The Senate and House of Representatives voted recently to extend the Patriot Act for another 10 months pending President Obama’s signature. This move will continue part of the controversial law’s provisions, which many feel is a way for government to violate personal liberties and freedoms.
Congress—with an 86-12 vote in the Senate and a 279-143 vote in the House—voted on two provisions in the law.
The first is the Intelligence Reform and Terrorism Prevention Act of 2004, which created a Director of National Intelligence, who is supposed make intelligence more cohesive by bringing different agencies together.
The Improvement and Reauthorization Act of 2005, authorizes wiretaps in individuals for 30 days.
The Patriot Act was passed in reaction to the terrorist acts of Sept. 11, 2001. The initial intent was good, but parts of the law were simply created to sound the nightmare of “big brother” becoming a reality. There is a nationwide understanding that national security and measures to ensure it are of the utmost importance, but at what cost? Where is the line drawn between being safe and losing basic rights and freedoms?

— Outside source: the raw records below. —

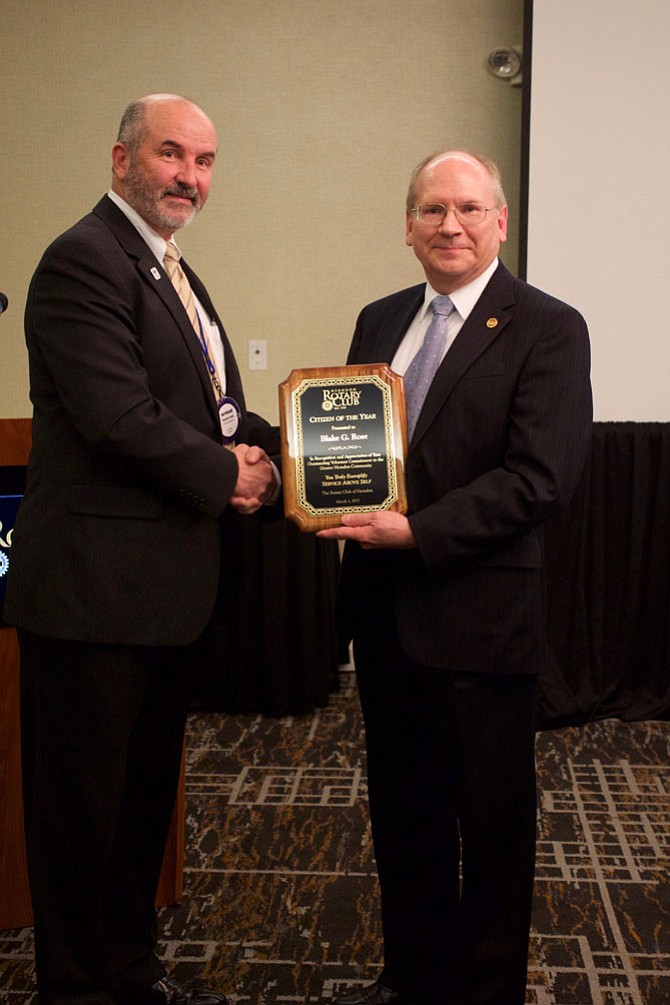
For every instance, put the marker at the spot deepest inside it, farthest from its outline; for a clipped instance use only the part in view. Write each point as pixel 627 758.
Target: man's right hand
pixel 255 479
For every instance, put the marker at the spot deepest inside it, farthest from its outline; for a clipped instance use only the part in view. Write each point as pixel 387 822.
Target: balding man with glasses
pixel 445 605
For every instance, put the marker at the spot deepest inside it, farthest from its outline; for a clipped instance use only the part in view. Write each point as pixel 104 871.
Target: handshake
pixel 257 479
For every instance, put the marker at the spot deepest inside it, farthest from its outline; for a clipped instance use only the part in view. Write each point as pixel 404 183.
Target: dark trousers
pixel 452 783
pixel 101 736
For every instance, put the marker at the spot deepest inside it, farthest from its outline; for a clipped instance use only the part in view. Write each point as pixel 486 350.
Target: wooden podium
pixel 15 910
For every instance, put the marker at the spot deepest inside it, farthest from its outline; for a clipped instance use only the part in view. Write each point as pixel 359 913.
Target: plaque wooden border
pixel 337 455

Some parts of the law, like strengthening enforcement against methamphetamine production, are understandable, but how is it balanced against allowing the FBI to wiretap citizens who may have been using certain words they deemed suspicious?
This is the most disturbing part of the law, as it means that the government—yes the government—can simply listen to your conversation because you “seem” suspicious.

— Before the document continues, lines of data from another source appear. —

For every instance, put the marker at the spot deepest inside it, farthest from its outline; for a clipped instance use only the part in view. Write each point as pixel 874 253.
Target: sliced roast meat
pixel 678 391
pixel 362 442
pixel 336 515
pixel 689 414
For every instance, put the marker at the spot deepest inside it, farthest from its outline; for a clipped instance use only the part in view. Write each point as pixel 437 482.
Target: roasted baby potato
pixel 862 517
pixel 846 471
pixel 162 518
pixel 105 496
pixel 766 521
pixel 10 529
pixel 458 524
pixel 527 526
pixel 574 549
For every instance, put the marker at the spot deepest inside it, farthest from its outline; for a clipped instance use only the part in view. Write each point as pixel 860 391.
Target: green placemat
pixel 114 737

While people who support such measures may argue that it is in the best interest of national security, the question of how basic rights protected under the constitution are supposed to become like a bartered commodity on the altar of national security still looms.
Why can a judge and a few other people make a decision to be on some techies’ tail and follow me because I may be Middle Eastern and may have said something about some people who are suspected of terrorism?
The permission that these laws give the government is like a scene from the HBO series The Wire. Although The Wire may be tame in comparison, the point is that there was some evidence before the wiretaps were made. This may not be a strong requirement in the reauthorized versions of the law. This should be disturbing to most Americans who love and cherish their civil liberties.
There is the understanding that yes, we live in different world than that of Sept.10, 2001, but should that mean a different America? Should the fact that attacks that were mounted on American soil so compel us to give up something we export to the rest of the world as unalienable rights and freedoms? If we agree with our founding founders, we have certain unalienable rights as human beings. Many things in life are trade-offs, but I cannot believe that our civil liberties are part of those things. The idea of an America in which information is no longer voluntarily shared—but could be taken covertly and secretly—should scare people.
This is not the America that our founding fathers envisioned, and we should work hard to protect those civil liberties before we begin to resemble an Orwellian novel.